I participated in a… Well, I don’t really know what it was. It was called “Five College Publishing Day” and it offered panel discussions related to academic publishing. It was described as beginning with “a roundtable discussion with editors, agents, and authors who will share their perspectives on the rapidly changing world of publishing today, followed by four sessions on different areas of publishing and writing.”

Organized primarily by the UMass Office of Faculty Development with support from Amherst College Press and other members of the Five Colleges, it brought together a range of professionals from academic presses, but also a literary agency and a non-profit independent press.

I’ve had little connection to academic publishing. As an NTT faculty member, my rewards are disconnected from publishing so it’s not something I’ve pursued professionally. I did, at one point, explore trying to translate the books by Kalle Kniivila into English and contacted two academic presses to see if they would be interested, but both declined.

In the past year, I’ve started working with Water Dragon Publishing and spent a fair amount of time exploring the current publishing market. And I was somewhat surprised to discover how utterly disconnected from Academic Publishing that world is. They call it “trade publishing” and they seem to wrinkle up their noses when they say it.

It was pretty clear that, as a non-tenure-track faculty member, I was in the wrong place. People said things like:

Where do you find the time for this? That’s when the luxury of tenure really matters.
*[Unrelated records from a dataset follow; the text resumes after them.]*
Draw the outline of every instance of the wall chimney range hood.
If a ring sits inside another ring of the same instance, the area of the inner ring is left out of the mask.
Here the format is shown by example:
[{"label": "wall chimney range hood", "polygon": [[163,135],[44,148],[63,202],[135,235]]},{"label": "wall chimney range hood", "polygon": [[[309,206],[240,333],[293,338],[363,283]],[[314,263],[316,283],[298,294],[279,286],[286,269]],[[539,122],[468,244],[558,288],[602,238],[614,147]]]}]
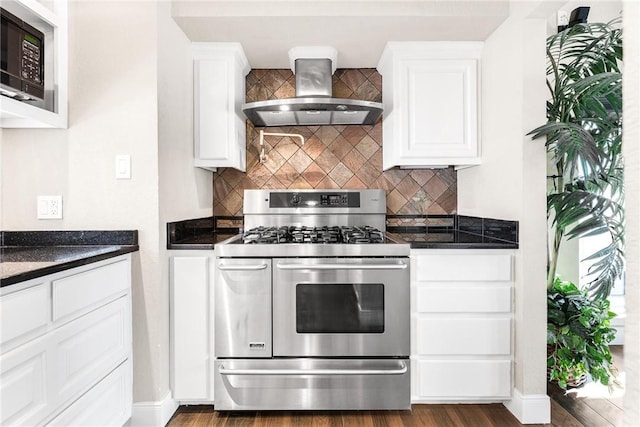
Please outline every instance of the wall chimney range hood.
[{"label": "wall chimney range hood", "polygon": [[375,124],[382,115],[381,103],[331,97],[337,56],[329,46],[290,49],[296,97],[250,102],[242,111],[255,126]]}]

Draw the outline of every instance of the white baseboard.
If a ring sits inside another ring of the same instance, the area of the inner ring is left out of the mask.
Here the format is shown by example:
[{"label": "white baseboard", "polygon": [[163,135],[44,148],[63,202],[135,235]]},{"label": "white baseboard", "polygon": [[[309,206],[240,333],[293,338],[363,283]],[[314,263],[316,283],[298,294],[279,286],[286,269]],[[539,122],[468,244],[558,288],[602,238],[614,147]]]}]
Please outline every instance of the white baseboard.
[{"label": "white baseboard", "polygon": [[551,422],[551,399],[546,394],[522,395],[513,389],[511,400],[503,405],[522,424],[549,424]]},{"label": "white baseboard", "polygon": [[131,427],[161,427],[167,425],[178,409],[171,393],[159,402],[136,402],[131,414]]}]

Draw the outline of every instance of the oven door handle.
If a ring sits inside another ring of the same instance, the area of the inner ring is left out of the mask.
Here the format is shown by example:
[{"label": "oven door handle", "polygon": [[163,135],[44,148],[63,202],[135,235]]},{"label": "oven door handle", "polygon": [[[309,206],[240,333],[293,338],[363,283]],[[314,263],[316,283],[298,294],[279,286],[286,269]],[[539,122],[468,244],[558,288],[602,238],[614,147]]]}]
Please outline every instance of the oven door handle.
[{"label": "oven door handle", "polygon": [[218,269],[225,270],[225,271],[264,270],[267,267],[268,267],[267,264],[247,264],[247,265],[218,264]]},{"label": "oven door handle", "polygon": [[404,270],[400,264],[276,264],[281,270]]},{"label": "oven door handle", "polygon": [[221,375],[403,375],[407,364],[392,369],[227,369],[220,364]]}]

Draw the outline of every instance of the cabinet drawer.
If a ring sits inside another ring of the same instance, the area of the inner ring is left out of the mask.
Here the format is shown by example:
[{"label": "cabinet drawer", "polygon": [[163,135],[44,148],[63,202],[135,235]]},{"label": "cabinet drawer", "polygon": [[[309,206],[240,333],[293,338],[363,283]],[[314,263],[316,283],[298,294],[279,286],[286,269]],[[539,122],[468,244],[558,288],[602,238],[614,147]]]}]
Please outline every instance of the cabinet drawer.
[{"label": "cabinet drawer", "polygon": [[2,345],[38,329],[44,331],[51,316],[49,307],[48,283],[3,295],[0,298]]},{"label": "cabinet drawer", "polygon": [[78,397],[126,358],[131,349],[129,297],[122,297],[56,331],[58,399]]},{"label": "cabinet drawer", "polygon": [[33,426],[52,410],[47,390],[50,362],[44,338],[0,357],[0,425]]},{"label": "cabinet drawer", "polygon": [[126,260],[107,264],[53,282],[53,321],[77,316],[123,294],[131,286]]},{"label": "cabinet drawer", "polygon": [[509,254],[432,254],[416,256],[416,280],[423,281],[511,281]]},{"label": "cabinet drawer", "polygon": [[131,359],[74,402],[48,426],[121,426],[131,418]]},{"label": "cabinet drawer", "polygon": [[417,360],[415,388],[424,399],[487,399],[511,395],[509,360]]},{"label": "cabinet drawer", "polygon": [[509,355],[511,318],[417,319],[420,355]]},{"label": "cabinet drawer", "polygon": [[418,313],[509,313],[510,286],[418,286]]}]

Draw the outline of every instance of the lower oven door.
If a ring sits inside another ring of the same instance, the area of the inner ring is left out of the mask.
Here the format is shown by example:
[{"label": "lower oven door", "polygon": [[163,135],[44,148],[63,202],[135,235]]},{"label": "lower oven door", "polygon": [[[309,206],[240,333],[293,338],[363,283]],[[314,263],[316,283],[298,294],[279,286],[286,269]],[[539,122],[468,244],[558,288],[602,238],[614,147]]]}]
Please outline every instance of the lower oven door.
[{"label": "lower oven door", "polygon": [[408,258],[273,260],[274,357],[403,357]]},{"label": "lower oven door", "polygon": [[215,409],[410,409],[409,359],[217,359]]}]

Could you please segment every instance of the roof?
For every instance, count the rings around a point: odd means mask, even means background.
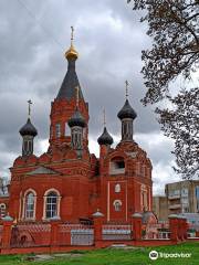
[[[98,145],[112,145],[113,144],[113,138],[108,134],[106,127],[104,127],[103,134],[98,137],[97,139]]]
[[[38,130],[36,128],[32,125],[30,118],[28,118],[27,124],[23,125],[23,127],[21,127],[21,129],[19,130],[21,136],[36,136],[38,135]]]
[[[75,57],[69,57],[67,72],[60,87],[56,99],[72,99],[76,98],[76,87],[78,87],[80,99],[84,99],[78,77],[75,71]]]
[[[143,223],[148,223],[149,218],[153,218],[153,219],[157,220],[156,215],[153,212],[150,212],[150,211],[143,212],[142,222]]]
[[[30,172],[28,172],[27,174],[57,174],[59,172],[50,169],[50,168],[45,168],[45,167],[39,167]]]
[[[72,117],[69,119],[67,124],[70,127],[73,127],[73,126],[85,127],[86,126],[86,121],[85,121],[84,117],[82,116],[82,114],[80,113],[77,107],[75,108],[75,112],[72,115]]]
[[[122,109],[118,112],[117,117],[119,119],[123,118],[132,118],[135,119],[137,117],[136,112],[133,109],[133,107],[130,106],[128,99],[126,99],[124,106],[122,107]]]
Pawan Dhingra — Amherst College Press

and

A second book is an immense amount of work. Your first is a bit easier because you’re really just revising your doctoral work.
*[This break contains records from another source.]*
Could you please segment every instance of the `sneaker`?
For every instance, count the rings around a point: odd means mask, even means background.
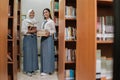
[[[32,77],[32,73],[26,73],[28,76]]]
[[[46,75],[48,75],[47,73],[41,73],[41,76],[46,76]]]

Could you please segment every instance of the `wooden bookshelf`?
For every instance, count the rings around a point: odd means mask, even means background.
[[[72,18],[73,16],[76,16],[75,14],[74,15],[65,15],[65,12],[66,12],[66,6],[72,6],[72,8],[74,7],[76,9],[77,6],[75,6],[74,4],[76,4],[76,1],[77,0],[61,0],[59,2],[59,63],[58,63],[58,78],[59,80],[65,80],[66,77],[65,77],[65,71],[66,70],[70,70],[70,69],[73,69],[74,70],[74,75],[76,74],[76,61],[67,61],[67,57],[66,55],[67,54],[71,54],[71,52],[67,53],[66,50],[70,49],[70,50],[75,50],[76,49],[76,41],[77,40],[71,40],[69,39],[71,36],[69,35],[68,39],[66,37],[66,32],[65,33],[65,30],[66,28],[70,27],[71,29],[72,28],[77,28],[76,26],[76,18]],[[73,3],[73,4],[72,4]],[[66,17],[68,16],[68,17]],[[67,27],[68,26],[68,27]],[[67,31],[67,30],[66,30]],[[70,32],[71,34],[72,32]],[[76,33],[76,32],[75,32]],[[76,54],[76,53],[75,53]],[[72,56],[72,55],[71,55]],[[70,57],[70,56],[69,56]],[[72,77],[74,78],[74,80],[76,80],[76,77]]]

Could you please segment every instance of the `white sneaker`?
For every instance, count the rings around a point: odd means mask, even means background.
[[[32,77],[32,73],[26,73],[28,76]]]
[[[46,76],[46,75],[48,75],[47,73],[41,73],[41,76]]]

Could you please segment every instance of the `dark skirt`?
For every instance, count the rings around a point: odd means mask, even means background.
[[[37,36],[27,35],[23,39],[23,71],[38,70]]]
[[[53,73],[55,70],[55,51],[52,36],[41,38],[41,72]]]

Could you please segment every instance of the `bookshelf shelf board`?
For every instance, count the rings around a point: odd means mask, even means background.
[[[112,40],[109,40],[109,41],[97,41],[97,44],[112,44],[113,41]]]
[[[76,42],[76,40],[65,40],[66,42]]]
[[[20,53],[17,53],[17,56],[21,56],[21,54],[20,54]]]
[[[76,20],[76,18],[65,18],[66,20]]]
[[[13,41],[13,39],[8,39],[8,41]]]
[[[97,2],[100,4],[112,4],[113,0],[97,0]]]
[[[65,63],[66,64],[74,64],[75,62],[74,61],[66,61]]]
[[[55,13],[58,13],[58,12],[59,12],[59,10],[57,10],[57,9],[54,9],[54,12],[55,12]]]
[[[20,24],[17,24],[17,26],[20,26]]]
[[[8,16],[8,18],[14,18],[13,16]]]
[[[14,62],[10,62],[10,61],[8,61],[8,64],[13,64]]]

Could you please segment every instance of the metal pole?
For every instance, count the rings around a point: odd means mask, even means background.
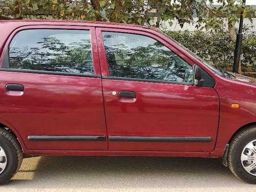
[[[245,5],[246,0],[243,0],[243,3]],[[244,17],[243,14],[244,10],[242,11],[240,15],[240,21],[239,22],[239,29],[238,33],[237,34],[237,41],[236,42],[236,49],[234,53],[234,63],[233,65],[233,73],[238,73],[238,68],[239,67],[239,61],[240,61],[240,56],[242,48],[242,40],[243,39],[243,34],[242,29],[243,28],[243,22]]]

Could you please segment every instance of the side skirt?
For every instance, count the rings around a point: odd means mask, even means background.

Olufumi Vaughan — Amherst College Press

and

We invite you onto the marketing team as a VIP member — especially for your second book because that’s the book you want to write rather than what you need to write.

Maura Roessner — University of California Press

I asked a couple of questions, both of which seemed to leave the panelists flat-footed.

There is now burgeoning world of publishing opportunities: academic and trade publishing, but also the independent and small presses that exist on a spectrum down to self-publishing. How you make the calculus on how much time spend exploring this spectrum versus making a choice to situate your work?

This question left them bewildered. I got a range of replies that were utterly disconnected from my experience in publishing. One said “Figure our your authorial identity!” Another said, “Within one’s discipline, it’s pretty clear who your peers care about.” Another said, “Schedule time to explore the space. Find ‘comp titles’.”

The responses to my second question were even funnier.

There’s a lot of discussion right now about digital media offering broader kinds of genre publication (e.g. Kindle Unlimited, Project Vella, etc.): not just novels, but novellas, novelettes, and serial publication. How do you see the market moving?

Nobody actually touched the question. One panelist wrinkled up her nose, “Fiction? We mostly don’t do fiction, but don’t dismiss university presses that may be trying to build a home for trade because they’re trying to diversify their portfolios.”

So, it was a pretty weird event from my perspective as some looking in at academic publishing from the outside. But it helped me understand the role of the academic press. To get tenure, faculty (in some disciplines) need to publish books. And the books they need to publish are mostly not books that would be profitable in the trade publishing business. So universities and non-profits subsidize this publication.

Which is not to dismiss the scholarly significance of these publications. But as someone looking at publishing from the other side, it’s pretty wild.